Her second novel, Spring Moon (1981), set in pre-revolutionary China, was an international bestseller and American Book Award nominee for best first novel. The Middle Heart (1996) spans 70 years of modern Chinese history, ending in 1989 with the student-led demonstrations at Tiananmen Square. Her children's book, In the Year of the Boar and Jackie Robinson, has become a classic used in schools nationwide. Her true stories of Chinese people, Legacies: A Chinese Mosaic, was also a bestseller and chosen by Time Magazine as one of the five best non-fiction works of the year. Ms. Lord's works have received numerous awards and been translated into 15-20 languages.
In addition to chairing Freedom House, Ms. Lord has served on many other boards including the Newseum, The Freedom Forum, the International Broadcasting Board of Governors, the Council on Foreign Relations and WNET.

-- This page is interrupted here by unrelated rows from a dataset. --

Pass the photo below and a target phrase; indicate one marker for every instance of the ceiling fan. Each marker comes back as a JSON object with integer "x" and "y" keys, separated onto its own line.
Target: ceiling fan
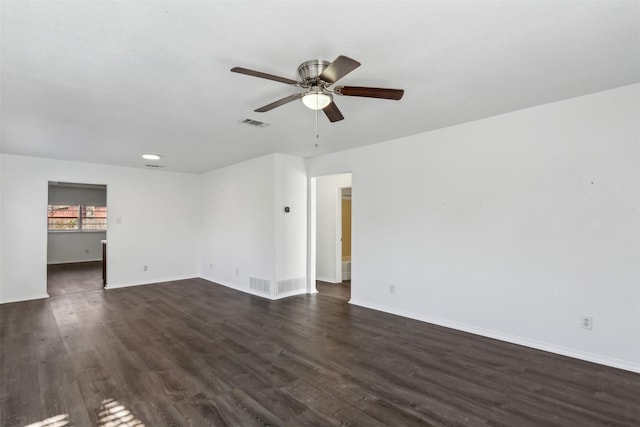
{"x": 317, "y": 77}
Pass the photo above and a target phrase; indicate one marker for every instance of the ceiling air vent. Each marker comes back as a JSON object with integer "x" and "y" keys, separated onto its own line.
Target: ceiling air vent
{"x": 255, "y": 123}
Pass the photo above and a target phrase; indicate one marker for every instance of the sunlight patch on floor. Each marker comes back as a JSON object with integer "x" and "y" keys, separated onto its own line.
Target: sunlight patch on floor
{"x": 114, "y": 414}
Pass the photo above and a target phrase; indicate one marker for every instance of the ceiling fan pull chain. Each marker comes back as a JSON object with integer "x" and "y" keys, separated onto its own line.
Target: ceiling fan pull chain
{"x": 317, "y": 135}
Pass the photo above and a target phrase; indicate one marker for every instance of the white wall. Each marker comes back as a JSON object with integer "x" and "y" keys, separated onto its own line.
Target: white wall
{"x": 327, "y": 226}
{"x": 238, "y": 228}
{"x": 290, "y": 228}
{"x": 245, "y": 231}
{"x": 511, "y": 227}
{"x": 152, "y": 221}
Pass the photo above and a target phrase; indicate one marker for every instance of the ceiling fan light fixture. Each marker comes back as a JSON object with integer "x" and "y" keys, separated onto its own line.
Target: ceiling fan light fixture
{"x": 316, "y": 99}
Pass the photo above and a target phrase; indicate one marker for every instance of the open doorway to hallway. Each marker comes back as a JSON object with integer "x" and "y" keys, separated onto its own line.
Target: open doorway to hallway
{"x": 333, "y": 198}
{"x": 76, "y": 237}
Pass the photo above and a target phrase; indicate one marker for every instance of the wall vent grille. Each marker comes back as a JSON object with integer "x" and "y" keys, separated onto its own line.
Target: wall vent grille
{"x": 290, "y": 285}
{"x": 254, "y": 123}
{"x": 260, "y": 285}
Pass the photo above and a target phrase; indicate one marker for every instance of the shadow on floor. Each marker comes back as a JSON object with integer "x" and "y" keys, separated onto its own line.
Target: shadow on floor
{"x": 341, "y": 291}
{"x": 70, "y": 278}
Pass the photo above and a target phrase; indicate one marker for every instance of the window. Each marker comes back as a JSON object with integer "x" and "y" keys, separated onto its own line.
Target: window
{"x": 76, "y": 217}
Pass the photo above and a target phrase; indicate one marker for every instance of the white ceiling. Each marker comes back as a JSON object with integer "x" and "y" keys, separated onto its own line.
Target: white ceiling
{"x": 104, "y": 82}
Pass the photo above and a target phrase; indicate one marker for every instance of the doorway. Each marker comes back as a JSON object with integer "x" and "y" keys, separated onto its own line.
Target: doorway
{"x": 330, "y": 235}
{"x": 76, "y": 237}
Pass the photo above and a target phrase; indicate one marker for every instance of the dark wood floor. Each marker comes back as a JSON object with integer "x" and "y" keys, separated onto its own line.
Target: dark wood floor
{"x": 342, "y": 291}
{"x": 191, "y": 353}
{"x": 74, "y": 277}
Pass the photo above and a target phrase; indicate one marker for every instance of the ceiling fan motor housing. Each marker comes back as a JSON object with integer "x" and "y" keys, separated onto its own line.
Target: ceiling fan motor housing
{"x": 310, "y": 70}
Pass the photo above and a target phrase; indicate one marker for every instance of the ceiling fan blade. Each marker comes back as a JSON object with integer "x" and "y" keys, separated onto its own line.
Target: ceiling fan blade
{"x": 333, "y": 113}
{"x": 370, "y": 92}
{"x": 264, "y": 75}
{"x": 278, "y": 103}
{"x": 339, "y": 68}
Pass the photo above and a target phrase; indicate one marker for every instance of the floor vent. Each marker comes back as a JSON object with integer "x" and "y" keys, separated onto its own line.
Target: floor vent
{"x": 289, "y": 285}
{"x": 260, "y": 285}
{"x": 255, "y": 123}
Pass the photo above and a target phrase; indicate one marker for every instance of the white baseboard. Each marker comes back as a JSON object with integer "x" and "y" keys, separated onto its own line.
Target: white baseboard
{"x": 325, "y": 279}
{"x": 513, "y": 339}
{"x": 23, "y": 298}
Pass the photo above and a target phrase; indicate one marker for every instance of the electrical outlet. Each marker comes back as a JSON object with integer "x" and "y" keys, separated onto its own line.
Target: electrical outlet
{"x": 586, "y": 322}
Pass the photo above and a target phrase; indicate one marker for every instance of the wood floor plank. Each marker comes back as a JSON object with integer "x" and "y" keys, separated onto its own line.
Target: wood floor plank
{"x": 194, "y": 353}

Bette Bao Lord received an MA from Fletcher School of Law and Diplomacy and her BA from Tufts University. She married Winston Lord, later an Ambassador to China, in 1963, and they have a daughter, Elizabeth Pillsbury, and son, Winston Bao.
Bette Bao Lord is a recipient of seven honorary degrees (including Notre Dame, Tufts, and Pepperdine) and many awards as author, democracy advocate and outstanding immigrant. These include the USIA Award for Outstanding Contributions. President Clinton in 1998 presented her the first Eleanor Roosevelt Award for Human Rights and hailed her as "someone who writes so powerfully about the past and is working so effectively to shape the future."